Ein letztes Mal schwang sich John Wayne 1976 in seiner Paraderolle als raubeiniger Held aufs Pferd und schlüpfte in die Rolle des John Bernard Books in Don Siegels Spätwestern-Opus „Der letzte Scharfschütze". Drei Jahre später konnte sich der „Duke", wie er genannt wurde, nicht mehr länger den Attacken seiner Krebserkrankung erwehren, die ihn seit 1964 immer wieder heimgesucht hatte. Siegel hatte Wayne in seiner letzten Rolle denn auch einen krebskranken, dahinsiechenden Western-Helden spielen lassen, der in einem finalen Countdown einen würdevollen Tod fand. Als im Juni 1979 abzusehen war, dass es mit dem Mann, der im Kino so ziemlich jede Uniform getragen hatte, in denen je Amerikaner unter dem Sternenbanner gekämpft hatten, zu Ende ging, wurde sein Sterben ganz im Stile Hollywoods inszeniert. Selbst Präsident Jimmy Carter ließ es sich nicht nehmen, am Krankenbett zu erscheinen. Carters späterer Amtsnachfolger Ronald Reagan würdigte nicht nur den Schauspieler, sondern auch den Menschen John Wayne: „Niemand vertritt die Werte unseres Landes so wie er."

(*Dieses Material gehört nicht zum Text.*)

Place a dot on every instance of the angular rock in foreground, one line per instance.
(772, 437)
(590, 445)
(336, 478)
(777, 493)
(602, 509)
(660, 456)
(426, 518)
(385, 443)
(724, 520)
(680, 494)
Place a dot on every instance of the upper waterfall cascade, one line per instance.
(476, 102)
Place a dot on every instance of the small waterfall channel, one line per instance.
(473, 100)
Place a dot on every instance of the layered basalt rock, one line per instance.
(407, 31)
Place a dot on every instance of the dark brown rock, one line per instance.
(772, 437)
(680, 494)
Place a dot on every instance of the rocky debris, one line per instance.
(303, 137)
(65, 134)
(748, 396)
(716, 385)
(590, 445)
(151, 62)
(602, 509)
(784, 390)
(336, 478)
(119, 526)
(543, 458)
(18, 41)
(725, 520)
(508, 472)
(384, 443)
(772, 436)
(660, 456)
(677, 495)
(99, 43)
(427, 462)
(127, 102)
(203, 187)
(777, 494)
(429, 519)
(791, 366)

Dabei dürfte er auf die für Wayne typische Verbindung von glühendem Patriotismus und betonter Männlichkeit angespielt haben. Für John Wayne waren die Kinorollen nicht nur Kunstprodukte, sondern er konnte sich mit ihnen auch persönlich dank der damit verbundenen Mythisierung der nationalen Geschichte identifizieren. Der „Spiegel" bezeichnete ihn sogar als „Adam des amerikanischen Kinos". Eigene Schwächen wie Fremdenfeindlichkeit und Kriegstreiberei oder politischen Erzkonservatismus samt geradezu hysterischem Kommunistenhass hat Wayne nicht als solche erkannt.
Selbst sein Tod war ganz großes Kino
Es machte ihm offenbar auch nichts aus, als bekennender Rassist dreimal iberoamerikanische Frauen vor den Traualtar zu führen: Josephine Alcia Saenz 1933, Esperanza Baur 1946 und Pilar Pallete 1954. Und es dürfte ihm kaum schlaflose Nächte bereitet haben, dass er selbst nie auf einem Schlachtfeld gestanden hatte. Zwar hatte der einstmals extrem breitschultrige und schwergewichtige Koloss in seinen letzten Lebensjahren nach Entfernung des linken Lungenflügels 1964 und einer schweren Herzoperation 1978 viel von seiner virilen Monstrosität eingebüßt, doch der 1,94 Meter große Hüne lehnte selbst auf dem Sterbebett die Einnahme von Schmerzmitteln ab. Am 11. Juni 1979 starb er letztlich an Herzversagen. Der Kettenraucher hatte sich für seinen Grabstein folgende Inschrift in spanischer Sprache, die er perfekt beherrschte, erwünscht: „Feo, fuerte y formal". Zu Deutsch: „Er war hässlich, stark und hatte Stil."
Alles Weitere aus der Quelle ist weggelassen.